La notte del 22 e del 23 marzo alle ore 11 ½ questa gente invisa, barbara, infernale se ne andò di cheto, che quasi nessuno se ne accorse, avendo messo stracci sotto i piedi dei cavalli e fasciate pur di stracci le ruote de’ carriaggi. Il giorno dopo (23) e più giorni di seguito furono qui di grande allegrezza, di canti, di evviva a Pio Nono e all’indipendenza italiana guadagnata dagli eroi di Milano. Tutta Lombardia e Piemonte si misero subito ad inseguire il fugente esercito dei barbari, che desideravano annichilare.
La gioventù d’ogni condizione (studenti e non studenti) calda di amor patrio e del desiderio di rendere una volta l’Italia indipendente, unita, forte, prese le armi, lasciò le scuole e le case e si diede, ordinata in corpi regolari di esercito, a combattere arditamente l’austriaco, il nemico d’Italia, nella pianura e nei monti della Venezia e del Tirolo ecc.

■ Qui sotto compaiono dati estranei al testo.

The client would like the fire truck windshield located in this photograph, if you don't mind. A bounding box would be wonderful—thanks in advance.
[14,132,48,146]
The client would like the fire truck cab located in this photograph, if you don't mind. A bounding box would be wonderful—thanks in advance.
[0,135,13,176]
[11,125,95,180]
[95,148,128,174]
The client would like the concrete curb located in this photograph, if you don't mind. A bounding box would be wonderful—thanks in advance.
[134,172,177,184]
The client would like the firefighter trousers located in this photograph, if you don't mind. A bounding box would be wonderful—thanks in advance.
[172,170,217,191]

Specialmente il mondo studentesco e universitario è in ebollizione (la bella mostra pavese per i 150 dell’unità d’Italia si intitolava non a caso “Le università erano vulcani”):
Allora il Governo determinò di chiudere la Università, e quasi i Licei e i Seminari, dichiarando che li studenti d’ogni fatta, purché avessero sostenuto un esame con sufficiente lode intorno alla materia d’insegnamento del loro anno rispettivo o al termine del corrente anno scolastico o al principio del susseguente, non avrebbero perduto il tempo de’ loro studi, che il combattere per la patria e lo studiare il modo di difenderla, salvarla, renderla indipendente, forte, gloriosa, e recare siffatto in atti, è il migliore e il più bello delli studi che si possano fare.

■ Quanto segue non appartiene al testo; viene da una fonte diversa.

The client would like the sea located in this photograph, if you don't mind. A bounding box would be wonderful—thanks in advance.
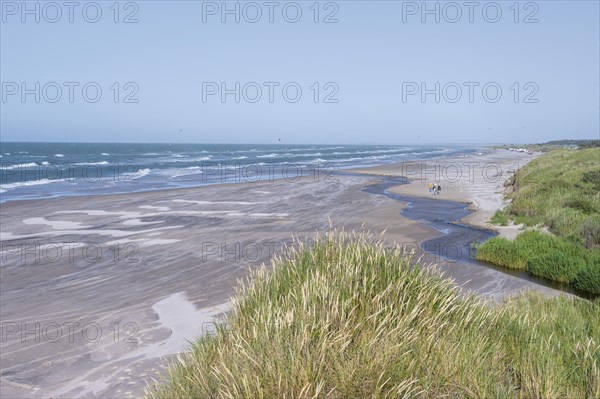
[0,143,488,202]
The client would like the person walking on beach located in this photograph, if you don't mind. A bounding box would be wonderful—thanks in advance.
[436,184,441,196]
[432,183,437,195]
[429,182,433,192]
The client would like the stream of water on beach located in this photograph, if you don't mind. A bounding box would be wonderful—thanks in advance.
[361,176,591,299]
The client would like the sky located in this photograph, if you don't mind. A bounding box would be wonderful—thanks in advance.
[1,0,599,144]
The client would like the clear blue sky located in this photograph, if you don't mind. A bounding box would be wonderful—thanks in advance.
[1,0,599,144]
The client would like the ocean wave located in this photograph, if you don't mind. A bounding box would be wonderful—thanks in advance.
[73,161,110,166]
[123,168,151,180]
[411,149,451,156]
[257,153,280,158]
[332,157,365,163]
[156,156,212,164]
[282,152,322,158]
[349,149,409,155]
[3,162,39,170]
[54,154,65,158]
[0,178,67,192]
[101,153,110,156]
[234,149,260,153]
[169,166,204,178]
[373,148,411,153]
[2,161,50,170]
[153,166,206,179]
[288,147,342,152]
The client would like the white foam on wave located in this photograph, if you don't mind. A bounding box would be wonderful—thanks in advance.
[74,161,110,166]
[101,153,110,156]
[54,154,65,158]
[294,152,321,157]
[2,162,39,170]
[154,166,204,179]
[321,146,344,150]
[170,171,203,178]
[124,168,151,180]
[159,156,212,164]
[0,178,67,192]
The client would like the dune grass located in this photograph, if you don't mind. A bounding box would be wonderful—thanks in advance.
[491,209,510,226]
[480,148,600,294]
[147,232,600,399]
[505,148,600,241]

E il Collegio, organismo di giovani, che attraversa la storia stando sempre al passo con gli eventi, è coinvolto nel clima mutato e nell’apparente silenzio delle aule universitarie:
Onde anche il Collegio è rimasto come chiuso dalla fine d’aprile fino al principio del vegnente novembre, non essendosi fatti più, durante il detto tempo, né esami né lezioni, se non che esami di rigore e Lauree per alcuni pochi, che, non militando ne’ campi delle battaglie, si sono presentati per dare l’ultima mano a’ loro studi.
Le speranze si incarneranno nei percorsi di tanti studenti e Le speranze si incarneranno nei percorsi di tanti studenti e alunni (di cui parleremo in altra occasione) a partire da quei giorni tumultuosi e non troveranno subito la loro realizzazione, ma questa è un’altra storia. Oggi ricordiamo la festa che in quell’entusiasmo quarantottino ha affondato le proprie radici, la fioritura abbacinante che da quella primavera ha tratto la propria linfa. L’eccezionalità della storia che trova il proprio posto nella rassicurante banalità del quotidiano: il “mercordì” 20 marzo la mano intinge l’inchiostro e annota:
I tre alunni [gli ultimi] partono questa mattina, e rimane vuoto il Collegio. Finalmente un po’ di riposo!